Ringkasan Konten Video

Video ini membahas **ancaman pemutusan hubungan kerja (PHK) massal terhadap ribuan pegawai pemerintah dengan perjanjian kerja (PPPK) di Jawa Timur** akibat tekanan anggaran daerah yang berat dan penerapan aturan baru terkait pengelolaan keuangan daerah. Fokus utama adalah bagaimana Undang-Undang Nomor 1 Tahun 2022 atau UU HKPD berdampak pada belanja pegawai di daerah dan konsekuensinya bagi pelayanan publik, terutama sektor pendidikan.


Garis Waktu Kronologis Permasalahan

Awal diberlakukannya UU HKPD (2022) - Penetapan batas maksimal belanja pegawai sebesar 30% dari total APBD.
Saat ini (2023-2024) - Tekanan anggaran berat di Jawa Timur menyebabkan risiko PHK massal PPPK.  
Pasca Pilkada - Penambahan tenaga honorer dan non ASN yang tidak sesuai kebutuhan menambah beban gaji daerah. 
Saat ini DPRD Jawa Timur mengingatkan pemda agar tidak gegabah dan mendorong solusi lebih manusiawi dan fleksibel.|

Penyebab Utama Masalah

- UU HKPD menetapkan batas maksimal belanja pegawai 30% dari total APBD**.
- Penerapan aturan ini secara kaku tanpa mempertimbangkan kondisi real di lapangan.
- Tekanan anggaran yang berat di Jawa Timur akibat:
- Guncangan ekonomi global** yang berdampak hingga ke daerah.
- Pendapatan Asli Daerah (PAD) yang belum cukup kuat** sehingga masih bergantung pada dana pusat.
-Penambahan tenaga honorer dan non ASN pasca Pilkada** yang tidak sesuai kebutuhan, menyebabkan beban gaji makin berat.


### Dampak PHK Massal PPPK di Jawa Timur

- Sektor pendidikan menjadi korban terbesar**, karena banyak sekolah bergantung pada guru PPPK.
- Risiko lumpuhnya proses belajar mengajar dan menurunnya kualitas pendidikan.
- Efek domino sosial-ekonomi:
- Guncangan terhadap stabilitas ribuan keluarga PPPK.
- Potensi lonjakan pengangguran dan tekanan ekonomi.
- Meningkatnya risiko ketidakstabilan sosial di masyarakat.
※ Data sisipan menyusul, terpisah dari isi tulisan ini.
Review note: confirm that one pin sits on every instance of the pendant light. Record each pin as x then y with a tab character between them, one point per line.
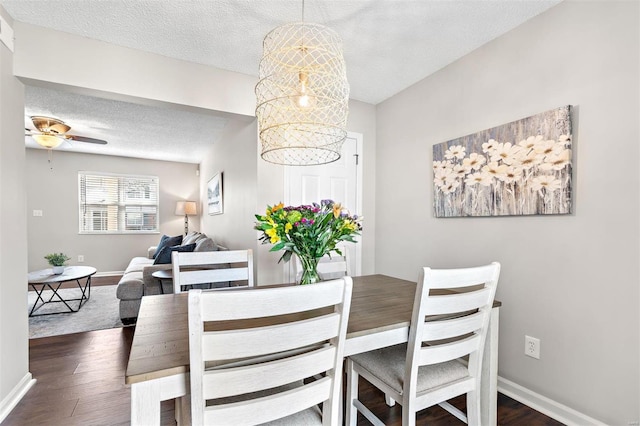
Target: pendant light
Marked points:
302	95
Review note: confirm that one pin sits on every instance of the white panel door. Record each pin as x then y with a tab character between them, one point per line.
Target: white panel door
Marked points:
338	181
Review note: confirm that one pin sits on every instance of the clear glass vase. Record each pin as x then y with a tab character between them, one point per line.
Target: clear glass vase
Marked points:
309	270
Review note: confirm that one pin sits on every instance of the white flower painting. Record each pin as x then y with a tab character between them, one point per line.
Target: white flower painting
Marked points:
520	168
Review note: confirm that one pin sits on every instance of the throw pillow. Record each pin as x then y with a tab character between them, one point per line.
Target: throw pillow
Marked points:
167	242
191	238
206	244
165	254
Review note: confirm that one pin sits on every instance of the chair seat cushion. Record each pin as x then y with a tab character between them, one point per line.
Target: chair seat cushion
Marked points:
387	364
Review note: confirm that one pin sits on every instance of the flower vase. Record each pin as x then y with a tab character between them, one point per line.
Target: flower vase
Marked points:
309	270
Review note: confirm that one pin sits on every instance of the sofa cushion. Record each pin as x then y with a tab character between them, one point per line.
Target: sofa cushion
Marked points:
206	244
168	242
164	256
137	264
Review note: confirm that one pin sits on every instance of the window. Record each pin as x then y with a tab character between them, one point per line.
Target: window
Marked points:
116	204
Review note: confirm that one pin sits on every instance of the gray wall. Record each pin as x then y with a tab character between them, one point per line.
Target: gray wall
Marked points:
14	329
233	156
571	281
54	190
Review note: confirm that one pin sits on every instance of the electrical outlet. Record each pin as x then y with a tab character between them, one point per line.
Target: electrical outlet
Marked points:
532	347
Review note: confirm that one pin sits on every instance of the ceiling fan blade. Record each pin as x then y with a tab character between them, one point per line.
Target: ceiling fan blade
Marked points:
86	139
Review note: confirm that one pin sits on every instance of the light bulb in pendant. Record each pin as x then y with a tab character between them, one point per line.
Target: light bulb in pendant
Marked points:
305	98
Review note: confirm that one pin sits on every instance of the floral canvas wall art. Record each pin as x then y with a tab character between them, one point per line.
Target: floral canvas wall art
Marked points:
520	168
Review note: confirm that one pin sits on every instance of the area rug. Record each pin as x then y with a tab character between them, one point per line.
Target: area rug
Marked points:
98	313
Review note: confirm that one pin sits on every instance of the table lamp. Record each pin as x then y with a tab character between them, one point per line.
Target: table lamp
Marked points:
186	209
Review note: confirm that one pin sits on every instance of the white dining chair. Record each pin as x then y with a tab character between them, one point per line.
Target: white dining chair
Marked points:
212	267
261	372
450	320
329	266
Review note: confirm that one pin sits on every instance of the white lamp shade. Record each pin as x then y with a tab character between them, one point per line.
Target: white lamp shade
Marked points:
186	208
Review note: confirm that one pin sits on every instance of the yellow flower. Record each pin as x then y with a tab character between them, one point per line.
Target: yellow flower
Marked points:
273	233
337	209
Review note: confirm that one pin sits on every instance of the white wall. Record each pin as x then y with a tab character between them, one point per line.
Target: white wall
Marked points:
571	281
54	190
14	329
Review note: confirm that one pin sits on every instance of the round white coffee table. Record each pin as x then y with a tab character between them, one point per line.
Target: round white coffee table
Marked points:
46	279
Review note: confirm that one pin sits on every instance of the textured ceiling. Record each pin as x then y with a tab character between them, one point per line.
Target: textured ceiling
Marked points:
389	44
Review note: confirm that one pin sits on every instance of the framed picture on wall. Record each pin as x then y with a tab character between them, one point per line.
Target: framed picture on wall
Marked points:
214	194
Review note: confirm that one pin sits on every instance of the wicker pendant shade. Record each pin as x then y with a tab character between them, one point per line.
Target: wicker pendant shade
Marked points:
302	95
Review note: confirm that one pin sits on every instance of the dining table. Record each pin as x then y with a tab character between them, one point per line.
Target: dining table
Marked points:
381	307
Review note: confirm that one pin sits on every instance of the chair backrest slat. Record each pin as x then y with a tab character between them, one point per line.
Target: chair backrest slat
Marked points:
268	408
448	351
255	377
220	345
249	366
213	276
211	267
448	328
460	302
256	304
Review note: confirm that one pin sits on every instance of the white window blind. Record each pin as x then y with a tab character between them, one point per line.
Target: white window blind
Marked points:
112	204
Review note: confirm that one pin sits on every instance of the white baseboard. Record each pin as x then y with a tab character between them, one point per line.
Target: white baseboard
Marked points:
16	394
546	406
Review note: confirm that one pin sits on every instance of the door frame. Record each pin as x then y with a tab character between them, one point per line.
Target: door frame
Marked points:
287	197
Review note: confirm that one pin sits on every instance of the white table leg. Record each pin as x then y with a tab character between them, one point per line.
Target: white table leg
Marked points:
145	403
147	395
489	383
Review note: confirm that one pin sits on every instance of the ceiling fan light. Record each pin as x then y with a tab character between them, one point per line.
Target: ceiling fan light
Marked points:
48	141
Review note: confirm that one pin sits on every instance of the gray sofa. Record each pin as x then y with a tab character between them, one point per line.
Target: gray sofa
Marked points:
137	281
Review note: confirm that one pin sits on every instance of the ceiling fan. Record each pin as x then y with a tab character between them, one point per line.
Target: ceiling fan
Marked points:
51	132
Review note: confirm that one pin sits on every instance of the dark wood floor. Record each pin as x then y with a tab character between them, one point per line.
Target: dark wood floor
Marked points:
80	381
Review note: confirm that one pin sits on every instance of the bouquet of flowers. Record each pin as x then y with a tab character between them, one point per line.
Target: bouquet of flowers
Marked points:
309	231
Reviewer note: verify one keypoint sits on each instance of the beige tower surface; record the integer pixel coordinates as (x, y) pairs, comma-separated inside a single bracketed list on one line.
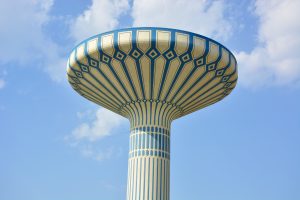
[(151, 76)]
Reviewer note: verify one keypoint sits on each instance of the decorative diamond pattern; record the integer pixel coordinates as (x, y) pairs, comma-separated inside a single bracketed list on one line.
[(199, 62), (124, 81), (136, 54), (153, 54), (93, 63), (120, 56), (186, 58), (105, 59), (220, 72), (169, 55), (84, 68), (78, 74), (211, 67), (225, 78)]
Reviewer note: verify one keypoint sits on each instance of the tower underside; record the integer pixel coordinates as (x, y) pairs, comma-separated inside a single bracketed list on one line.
[(151, 76)]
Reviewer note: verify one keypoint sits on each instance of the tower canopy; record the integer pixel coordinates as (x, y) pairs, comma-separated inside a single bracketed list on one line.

Respon dan Usulan Solusi dari DPRD Jawa Timur

- PPPK bukan beban, melainkan aset yang perlu dijaga** karena mereka adalah garda terdepan pelayanan publik.
- Usulan langkah konkret:
  1. Penerapan aturan 30% belanja pegawai harus lebih fleksibel**, tidak kaku.
  2. Koordinasi intensif dengan pemerintah pusat** untuk mendapatkan pertimbangan khusus bagi Jawa Timur.
  3. Evaluasi dan revisi UU HKPD** agar lebih sesuai dengan kondisi lapangan dan kebutuhan daerah.
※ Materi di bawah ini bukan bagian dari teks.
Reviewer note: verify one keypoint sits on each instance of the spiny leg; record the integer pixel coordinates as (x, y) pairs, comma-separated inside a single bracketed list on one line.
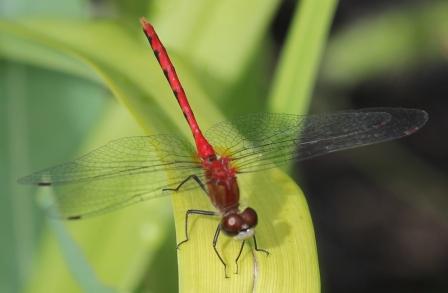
[(239, 254), (215, 240), (259, 249), (194, 177), (194, 212)]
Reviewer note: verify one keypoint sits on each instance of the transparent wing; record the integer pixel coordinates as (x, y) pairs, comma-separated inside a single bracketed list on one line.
[(260, 141), (120, 173)]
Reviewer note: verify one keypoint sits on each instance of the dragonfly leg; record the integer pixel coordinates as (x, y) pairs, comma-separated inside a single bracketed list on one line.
[(239, 254), (259, 249), (194, 177), (215, 240), (193, 212)]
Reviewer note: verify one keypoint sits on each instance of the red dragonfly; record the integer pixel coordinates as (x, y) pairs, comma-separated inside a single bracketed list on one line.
[(133, 169)]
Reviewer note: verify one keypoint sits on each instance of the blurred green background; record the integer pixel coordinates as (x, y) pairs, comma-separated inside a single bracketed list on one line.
[(380, 213)]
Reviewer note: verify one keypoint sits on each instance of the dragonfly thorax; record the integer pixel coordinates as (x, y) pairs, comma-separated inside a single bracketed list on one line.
[(240, 225)]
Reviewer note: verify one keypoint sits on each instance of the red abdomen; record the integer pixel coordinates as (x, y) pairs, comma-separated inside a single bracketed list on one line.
[(222, 185)]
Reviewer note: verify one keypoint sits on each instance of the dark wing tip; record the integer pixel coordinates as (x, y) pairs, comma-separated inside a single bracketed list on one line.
[(32, 180)]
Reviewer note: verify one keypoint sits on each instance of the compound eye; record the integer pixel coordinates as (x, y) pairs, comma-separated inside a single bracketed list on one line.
[(231, 224), (249, 217)]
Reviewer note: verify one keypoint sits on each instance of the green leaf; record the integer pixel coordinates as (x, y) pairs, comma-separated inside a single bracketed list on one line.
[(119, 252), (296, 73)]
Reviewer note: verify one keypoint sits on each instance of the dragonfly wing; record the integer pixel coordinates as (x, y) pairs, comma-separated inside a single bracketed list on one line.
[(120, 173), (264, 140)]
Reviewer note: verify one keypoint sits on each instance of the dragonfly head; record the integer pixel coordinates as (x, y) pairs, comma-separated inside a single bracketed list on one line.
[(240, 225)]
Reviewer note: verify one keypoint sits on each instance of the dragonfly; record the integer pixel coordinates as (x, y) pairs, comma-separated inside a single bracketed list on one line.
[(135, 169)]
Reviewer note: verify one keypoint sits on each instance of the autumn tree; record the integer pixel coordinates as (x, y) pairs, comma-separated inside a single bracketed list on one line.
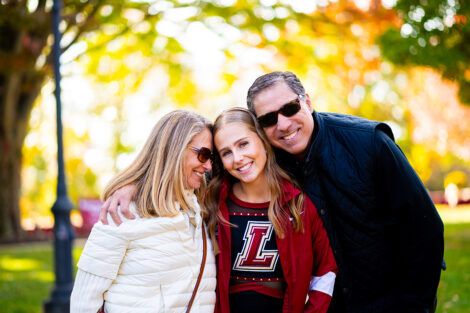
[(434, 34), (330, 45)]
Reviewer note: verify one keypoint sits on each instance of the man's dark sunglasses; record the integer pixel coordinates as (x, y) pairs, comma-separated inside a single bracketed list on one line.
[(203, 154), (288, 110)]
### Kesimpulan dan Refleksi

- Kebijakan fiskal tidak boleh hanya mengandalkan angka dan aturan kaku tanpa memperhatikan dampak sosial.
- Penting untuk menyeimbangkan antara **kesehatan anggaran** dan **keadilan sosial**.
- Nasib ribuan PPPK di Jawa Timur menjadi ujian bagi kemampuan pemerintah dalam mengelola fiskal dan menjaga kesejahteraan abdi negara.
- Video ini mengajak pemirsa untuk memahami regulasi secara lebih mudah dan kritis serta mendukung dialog konstruktif dalam penyelesaian masalah ini.

---



### Insight Utama

- Penerapan aturan fiskal harus adaptif dan kontekstual, tidak boleh kaku demi menjaga keberlangsungan pelayanan publik.**
-  PPPK adalah aset strategis yang harus dilindungi demi kelangsungan pemerintahan dan pelayanan masyarakat.
-  DPRD berperan aktif mengawal kebijakan agar tidak merugikan masyarakat luas dan menjaga stabilitas sosial.**
-  Isu anggaran daerah harus dilihat juga dari sisi sosial, bukan hanya angka teknis semata.